MOSSAD bütün tuşlara aynı anda basıyor

Gazze'nin İsrail'e maliyeti katlettiği Filistinlilerden çok daha fazla oldu, olacak.

7 Ekim İsrail için tam bir dönüm noktası oldu.

Yahudi soykırımının doğurduğu mağduriyetin sonuna gelindi.

İsrail'in, Nazilerden daha gaddar, daha ırkçı, daha soykırımcı fanatik bir devlet olduğu bütün dünyanın gözleri önüne serildi.

İsrail'in imajı, bir terör devleti olarak, daha önemlisi, çocuk katili bir devlet olarak dünya kamuoyunun zihnine yerleşti.

Güney Afrika'nın başvurusu üzerine, Türkiye'nin sunduğu delillere dayanarak; İsrail devleti, Uluslararası Adalet Divanı tarafından soykırım suçlusu olarak sanık kürsüsüne oturtularak yargılanacak.

Gazze'de ise işler hiç iyi gitmiyor; İsrail ordusu şehir savaşında tarihinin en büyük kayıplarını verdi.

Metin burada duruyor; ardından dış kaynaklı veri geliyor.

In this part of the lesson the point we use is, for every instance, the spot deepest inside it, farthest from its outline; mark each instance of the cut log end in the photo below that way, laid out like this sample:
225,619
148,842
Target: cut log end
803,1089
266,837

Türkiye'nin ağırlığını koymasıyla Filistin devletinin kuruluşu artık ertelenemez bir hal aldı. Kısacası 7 Ekim, İsrail'de büyük sarsıntı yaratarak beka endişesi doğurdu. Amerikan himayesi olmasa İsrail diye bir devletin geleceğinin olmayacağı iyice ortaya çıktı.

İsrail dış politika doktrinini iyi anlamak gerekiyor; İsrail devletinin varlığı etraftaki devletleri dizayn etmesine sıkı sıkıya bağlı. Komşu devletleri, bu coğrafyayı denetim altına almadan İsrail'in varlığını sürdürmesi mümkün değil.

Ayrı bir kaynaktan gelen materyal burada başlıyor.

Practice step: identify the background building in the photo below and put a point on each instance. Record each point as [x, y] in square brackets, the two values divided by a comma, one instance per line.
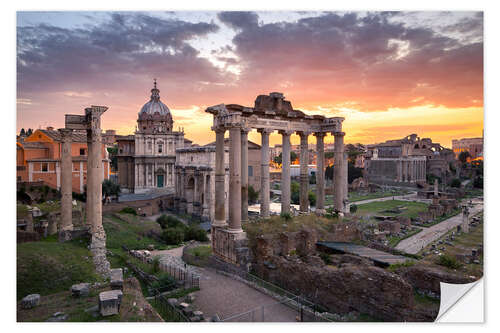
[146, 160]
[39, 159]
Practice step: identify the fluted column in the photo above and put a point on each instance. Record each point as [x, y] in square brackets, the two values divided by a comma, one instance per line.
[304, 174]
[320, 173]
[235, 179]
[264, 174]
[244, 175]
[66, 180]
[338, 183]
[285, 172]
[220, 175]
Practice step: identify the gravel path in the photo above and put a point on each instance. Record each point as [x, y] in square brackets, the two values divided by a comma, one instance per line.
[226, 297]
[428, 235]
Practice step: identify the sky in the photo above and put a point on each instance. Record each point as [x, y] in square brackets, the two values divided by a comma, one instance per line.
[389, 74]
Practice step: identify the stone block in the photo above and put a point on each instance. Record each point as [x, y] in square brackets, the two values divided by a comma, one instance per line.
[30, 301]
[80, 290]
[117, 278]
[109, 302]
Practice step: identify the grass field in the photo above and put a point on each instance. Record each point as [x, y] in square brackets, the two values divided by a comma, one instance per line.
[47, 266]
[409, 209]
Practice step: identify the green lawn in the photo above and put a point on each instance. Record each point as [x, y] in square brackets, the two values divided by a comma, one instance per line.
[409, 208]
[132, 231]
[47, 266]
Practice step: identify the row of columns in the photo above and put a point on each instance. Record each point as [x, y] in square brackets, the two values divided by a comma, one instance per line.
[238, 175]
[411, 171]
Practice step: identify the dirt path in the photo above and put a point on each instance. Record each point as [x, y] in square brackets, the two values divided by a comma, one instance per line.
[428, 235]
[227, 297]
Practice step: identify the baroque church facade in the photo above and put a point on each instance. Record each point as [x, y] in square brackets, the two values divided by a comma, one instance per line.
[146, 160]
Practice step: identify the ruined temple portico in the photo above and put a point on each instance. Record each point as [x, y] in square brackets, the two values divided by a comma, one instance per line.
[270, 113]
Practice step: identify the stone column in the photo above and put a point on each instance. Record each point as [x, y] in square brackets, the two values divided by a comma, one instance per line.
[220, 174]
[320, 173]
[235, 180]
[338, 176]
[285, 172]
[244, 175]
[94, 189]
[264, 174]
[66, 180]
[304, 174]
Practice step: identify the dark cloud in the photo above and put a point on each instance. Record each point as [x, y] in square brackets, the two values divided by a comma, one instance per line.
[110, 53]
[369, 59]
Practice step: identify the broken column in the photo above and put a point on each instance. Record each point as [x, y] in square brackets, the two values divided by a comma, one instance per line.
[285, 172]
[320, 173]
[338, 177]
[66, 185]
[264, 175]
[220, 174]
[244, 175]
[304, 172]
[235, 179]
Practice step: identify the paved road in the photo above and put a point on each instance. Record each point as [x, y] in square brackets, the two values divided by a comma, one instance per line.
[428, 235]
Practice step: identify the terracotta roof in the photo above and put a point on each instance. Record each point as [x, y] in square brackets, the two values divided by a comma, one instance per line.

Bu açıdan bakıldığında Ortadoğu'nun sürekli ameliyat masasında tutulmasının sebebi de daha net anlaşılır. Bölgedeki Amerikan işgalinin nedenleri daha iyi görülür.

Türkiye'de 7 Ekim'den sonra peş peşe patlayan bombaları, terör saldırılarını bu resme bakarak okumalıyız.

ABD ve İsrail'in Türkiye'yi siyasi olarak dizayn etme hesapları 14-28 Mayıs'ta suya düşünce terör kartı yeniden ele alındı. 7 Ekim, İsrail'in Türkiye'ye karşı terör kartını açıktan ve sonuna kadar kullandığı bir dönemi başlattı.